|
De laatste keer dat ik contact had met Wols, zat ie nog in Ethiopië. ’t Was dus best bijzonder dat ik ’m zomaar tegen ’t lijf liep in de straat waar m’n moeder woont.
“Ik had je al van ver herkend.” zeidie. Ik glimlachte. Tot ie ’t toelichtte met: “Aan je loopje.”
Aan m’n loopje. Potverdrie, wat bedoelde die jongen daar nou weer mee. Vreemd genoeg was ik te verbouwereerd om ’m d’r meteen naar te vragen. Dat deed ik dus later, per mail, toen Wols weer was afgereisd naar, ach ja, Papoea Nieuw-Guinea. Enkele dagen later kreeg ik antwoord.

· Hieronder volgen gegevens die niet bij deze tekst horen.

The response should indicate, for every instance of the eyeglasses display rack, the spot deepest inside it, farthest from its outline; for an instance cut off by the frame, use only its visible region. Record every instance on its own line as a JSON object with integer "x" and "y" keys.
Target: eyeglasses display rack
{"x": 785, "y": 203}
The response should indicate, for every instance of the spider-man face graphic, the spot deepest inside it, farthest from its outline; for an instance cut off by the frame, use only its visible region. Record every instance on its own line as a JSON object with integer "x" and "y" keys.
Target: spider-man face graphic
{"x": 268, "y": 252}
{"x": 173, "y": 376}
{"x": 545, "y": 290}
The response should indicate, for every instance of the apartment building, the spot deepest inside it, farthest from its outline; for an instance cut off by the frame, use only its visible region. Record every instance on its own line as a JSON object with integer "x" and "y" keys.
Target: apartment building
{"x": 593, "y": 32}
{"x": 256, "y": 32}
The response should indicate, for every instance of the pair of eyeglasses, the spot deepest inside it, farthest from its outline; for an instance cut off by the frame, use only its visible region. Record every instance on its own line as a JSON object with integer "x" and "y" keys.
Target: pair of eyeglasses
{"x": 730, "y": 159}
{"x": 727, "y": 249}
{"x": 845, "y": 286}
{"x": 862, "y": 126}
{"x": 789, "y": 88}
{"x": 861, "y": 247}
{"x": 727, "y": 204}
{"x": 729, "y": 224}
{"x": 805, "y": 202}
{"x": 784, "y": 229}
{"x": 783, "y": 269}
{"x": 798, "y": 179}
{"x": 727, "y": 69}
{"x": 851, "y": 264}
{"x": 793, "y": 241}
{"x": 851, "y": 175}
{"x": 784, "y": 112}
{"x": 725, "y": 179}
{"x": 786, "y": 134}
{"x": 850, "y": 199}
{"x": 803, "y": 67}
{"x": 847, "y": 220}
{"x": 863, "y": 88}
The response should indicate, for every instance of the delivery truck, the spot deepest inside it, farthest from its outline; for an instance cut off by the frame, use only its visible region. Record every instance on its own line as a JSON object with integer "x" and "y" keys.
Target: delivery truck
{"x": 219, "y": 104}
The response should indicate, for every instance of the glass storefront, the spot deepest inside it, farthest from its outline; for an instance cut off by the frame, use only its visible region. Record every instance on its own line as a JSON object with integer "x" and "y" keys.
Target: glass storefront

“Jouw loopje is sportief, maar allesbehalve macho, een onmogelijke en toch mooie combinatie van staccato en gratie, van onhandig en ballet, van Charlie Chaplin en iets nichterigs. En, om in deze tegenstellingstaal te blijven: je loopje is onbeschrijfelijk en toch herkenbaar.” schreef ie.
Ik moet nog besluiten of ik beledigd ben.
[Ach, natuurlijk ben ik dat niet. Iemand die m’n karakteristieke beweging zo mooi beschrijft kan me niet echt krenken.]